The YOLOv5s model has a size of 13.7 MB and a computational capacity of 16*10⁹. After the CA attention mechanism was further added for optimization, the size of the model was reduced to 8.4 MB, the computation amount was 9.6*10⁹, the average accuracy value of the model was improved compared with that before the attention mechanism was added, reaching 0.762, and the number of model parameters was only 4.2 million. The mAP of the improved YOLOV5S-M3C model is only 12 percentage points higher than that of YOLOv5s, whereas the recall rate is equal to that of YOLOv5s. It can be seen that with these improvements, a significant reduction in computation, number of parameters, and model size has been achieved, while maintaining a high level of mAP. It meets the deployment conditions of edge computing terminal for real-time detection of safety helmet wearing in power plants.

The mean average accuracy curve of the YOLOv5s and YOLO-M3C training results on the helmet data set is shown in Figure 6.

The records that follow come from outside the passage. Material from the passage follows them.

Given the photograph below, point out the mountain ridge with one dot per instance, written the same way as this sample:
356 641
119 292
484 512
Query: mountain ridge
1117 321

In addition, in order to more intuitively feel the detection difference between the improved algorithm and YOLOv5s, situation images of obscure and easily confused targets were selected for detection and comparison, and the results are shown in Figure 7.

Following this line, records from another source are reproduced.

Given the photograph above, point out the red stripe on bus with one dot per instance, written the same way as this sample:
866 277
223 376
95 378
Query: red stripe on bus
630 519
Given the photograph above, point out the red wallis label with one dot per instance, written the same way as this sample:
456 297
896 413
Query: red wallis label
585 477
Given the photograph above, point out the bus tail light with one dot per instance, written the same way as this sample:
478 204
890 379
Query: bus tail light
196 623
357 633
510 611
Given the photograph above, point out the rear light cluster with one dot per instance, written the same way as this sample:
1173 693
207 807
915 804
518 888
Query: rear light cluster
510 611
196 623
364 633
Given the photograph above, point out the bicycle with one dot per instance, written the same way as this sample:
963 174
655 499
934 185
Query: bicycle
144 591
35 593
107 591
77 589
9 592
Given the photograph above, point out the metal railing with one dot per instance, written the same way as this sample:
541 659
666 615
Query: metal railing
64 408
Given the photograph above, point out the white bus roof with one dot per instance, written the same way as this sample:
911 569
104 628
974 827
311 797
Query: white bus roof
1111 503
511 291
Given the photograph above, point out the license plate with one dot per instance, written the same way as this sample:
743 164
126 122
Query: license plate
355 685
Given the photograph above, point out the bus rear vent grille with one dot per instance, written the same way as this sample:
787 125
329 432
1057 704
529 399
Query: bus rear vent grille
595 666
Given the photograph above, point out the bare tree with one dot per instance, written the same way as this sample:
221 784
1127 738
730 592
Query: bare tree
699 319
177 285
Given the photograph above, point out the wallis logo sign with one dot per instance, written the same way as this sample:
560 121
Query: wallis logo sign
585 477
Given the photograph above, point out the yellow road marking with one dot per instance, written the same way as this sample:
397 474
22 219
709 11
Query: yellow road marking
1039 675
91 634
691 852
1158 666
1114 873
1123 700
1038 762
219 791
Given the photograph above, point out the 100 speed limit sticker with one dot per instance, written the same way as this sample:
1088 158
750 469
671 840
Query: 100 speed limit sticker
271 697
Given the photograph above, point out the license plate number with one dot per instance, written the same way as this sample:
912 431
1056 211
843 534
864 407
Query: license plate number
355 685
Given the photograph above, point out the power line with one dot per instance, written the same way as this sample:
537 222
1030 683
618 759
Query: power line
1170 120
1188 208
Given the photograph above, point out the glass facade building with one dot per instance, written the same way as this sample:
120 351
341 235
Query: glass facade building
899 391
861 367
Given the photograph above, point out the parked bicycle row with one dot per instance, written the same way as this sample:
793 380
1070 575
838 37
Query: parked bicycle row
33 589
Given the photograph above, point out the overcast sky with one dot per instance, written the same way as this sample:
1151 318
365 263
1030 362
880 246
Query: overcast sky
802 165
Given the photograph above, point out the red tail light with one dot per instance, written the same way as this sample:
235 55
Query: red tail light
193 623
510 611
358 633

4.4. Comparison of YOLO-M3C with Other Algorithms

Comparing YOLO-M3C with other mainstream algorithms, the performance of YOLO-M3C was analyzed to further prove the superiority and feasibility of testing YOLO-M3C. Table 3 and Table 4 show the results of the experiments conducted using the two datasets:

According to the experimental results, compared with MobilNetV2 SSD-Lite, the average precision of YOLO-M3C was improved by 40 percentage points and the model size was greatly reduced. Compared to SSD-Lite, the model’s average precision increased by 2 percentage points, and the model size was reduced by 16.6 MB. Compared with ShuffleNetV2-YOLOv5s and GhostNetYOLOv5s, the average precision of YOLO-M3C was improved by 18.7 percentage points and 2.7 percentage points, although the model size and parameter number were slightly larger. Compared with the mainstream detection network models Fast R-CNN, SSD and YOLOv3, the model size and parameter number of YOLO-M3C were significantly reduced, but the average accuracy was significantly improved. Overall, compared to current models based on lightweight improvement algorithms and mainstream detection algorithms, YOLO-M3C shows better performance. It successfully reduces the number of parameters and the size of the model while maintaining an excellent average accuracy level.

5. Conclusions

To address issues where object detection models cannot meet the deployment requirements of edge computing in actual power plant environments and perform poorly in detecting small-sized safety helmets in such environments, this study has improved the object detection model to adapt to the deployment conditions of edge computing.

This study has improved the original YOLOv5s object detection model. The lightweight network MobileNetV3 was used to replace the original model’s backbone network, CSPDarknet53. Through a series of experiments and comparative analyses, we selected MobileNetV3 as the backbone network for the improved model and proposed the MobileNetV3-YOLOv5s object detection model. Compared to the original model, although MobileNetV3-YOLOv5s shows a slight decrease in detection accuracy, it significantly improves the speed of helmet detection while reducing the model size. To further enhance the model’s feature extraction capability, this study introduced the CA attention mechanism based on the improved lightweight network model MobileNetV3-YOLOv5s. With this improvement, we aim to meet the real-time and portability requirements for helmet detection in power plant environments while improving the model’s detection performance. Finally, to further enhance the model’s detection recall and accuracy, knowledge distillation was applied to the model. Testing results show that compared to the model before improvement, YOLO-M3C has achieved some improvements in detection accuracy and meets the deployment requirements for devices such as embedded systems.

Author Contributions

Formal analysis, S.T.; data curation, J.Z.; writing—original draft preparation, C.H.; writing—review and editing, J.L.; visualization, D.E.; supervision, F.L.; project administration, B.M.; funding acquisition, J.L. All authors have read and agreed to the published version of the manuscript.

Funding

This project is supported by the Southwest Minzu University Graduate Innovative Scientific Research Project (Project No. YB2023658), and in part by the Science and Technology Planning Project of Sichuan Province of China under Grant 2022YFG0377. Also, this research is supported by a grant from the Sichuan Vocational education talent training and education and teaching reform research project (GZJG2022-329), and in part by the National Natural Science Foundation of China under Grant 72174172.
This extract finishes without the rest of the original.